Professor Oramah was clear that the African creative industry must move from the stage of potential to achievement. And this sentiment assumes specific gravity when considered in the context of the fact that Netflix has invested $3bn in the EU and employed over 18,000 people in the space of eight short years according to Dean Garfield of Netflix who, in speaking to their African aspirations, noted that “our mission is to entertain the world and we can’t achieve that mission without Africa. Africa has 1.2bn people with the youngest population in any region in the world and a strong storytelling tradition.”
So, if the market is there and the pool of talent is not lacking, what is keeping Africa from taking over? The answer lies in collaboration, capacity building and enabling creative infrastructure.

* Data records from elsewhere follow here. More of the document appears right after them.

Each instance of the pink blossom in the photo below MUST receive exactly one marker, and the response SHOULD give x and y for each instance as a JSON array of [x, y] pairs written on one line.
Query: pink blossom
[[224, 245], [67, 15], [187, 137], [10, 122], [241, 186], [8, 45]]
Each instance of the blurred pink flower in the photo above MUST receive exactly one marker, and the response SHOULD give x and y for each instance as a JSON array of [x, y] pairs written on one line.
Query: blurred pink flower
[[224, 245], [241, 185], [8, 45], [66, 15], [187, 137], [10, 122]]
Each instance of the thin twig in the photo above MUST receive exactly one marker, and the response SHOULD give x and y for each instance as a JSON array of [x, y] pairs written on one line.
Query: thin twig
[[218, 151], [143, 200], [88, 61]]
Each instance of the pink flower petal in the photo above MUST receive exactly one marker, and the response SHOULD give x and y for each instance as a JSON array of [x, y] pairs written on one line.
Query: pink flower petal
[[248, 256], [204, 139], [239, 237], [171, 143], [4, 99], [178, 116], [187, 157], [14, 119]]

The message of collaboration was emphasized by Dean Garfield who further stated: “One of my key action items coming out of this conversation is to make sure that I follow up with AIF and figure out how we can learn more and partner with you because there seems to be a lot of alignment in our mission, and ways for us to enable each other’s success.”

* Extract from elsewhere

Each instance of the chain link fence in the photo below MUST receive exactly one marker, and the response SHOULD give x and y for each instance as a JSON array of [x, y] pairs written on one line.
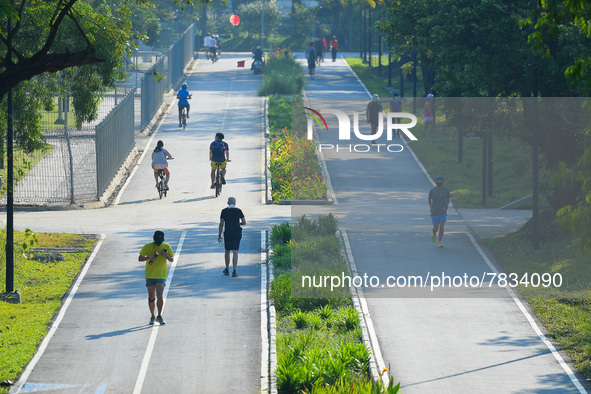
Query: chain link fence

The point was brought home by Ms Anohu, Senior Director at Africa Investment Forum who noted that the idea behind setting up the AIF was to facilitate collaboration which has seen the creation of over 15,000 jobs in Mozambique as well as the exchange of ideas at the AIF’s Marketplace.
As she put it “I think the very ethos of the AIF is a collaborative effort. Even though it’s an initiative of President Adesina of AFDB, he still sought out partners from all over and so far we have seen that collaboration works.”

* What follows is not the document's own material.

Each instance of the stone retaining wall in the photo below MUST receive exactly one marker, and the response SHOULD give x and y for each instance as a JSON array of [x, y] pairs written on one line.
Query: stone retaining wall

Ms Anohu also made the point that the AIF will collaborate with Netflix because of her belief that the African creative sector is a pot of gold hiding in plain sight. According to her “the creative sector is so vast and one of the biggest markets the African continents has and so to ignore it is to do a disservice to the continent. The kind of strides recorded without institutional support shows that giving them support will galvanise the sector.”
That institutional support will enable African creatives to access finance, obtain financial advisory, and with the AfCFTA now on stream, enable them better access to a continental-wide as well as a global market which will help them achieve economies of scale.
But the end game is one in which a well-funded creative sector enables practitioners to produce better quality works which would in turn help change the existing state of affairs captured succinctly by Professor Benedict Oramah who noted that owing to “underinvestment in the creative and cultural industries, Africa is largely absent in the global market of ideas, values and aesthetics as conveyed through music, theatre, literature, film and television. African countries import overwhelmingly more creative goods than they export or trade amongst themselves.”
To achieve that, African Creatives and those in the financial services sector, as well as streaming companies and content buyers like Netflix, must collaborate in order to fully explore that nexus linking the show to the business side of the creative economy.
* Toni Kan, a PR executive, writes from Lagos.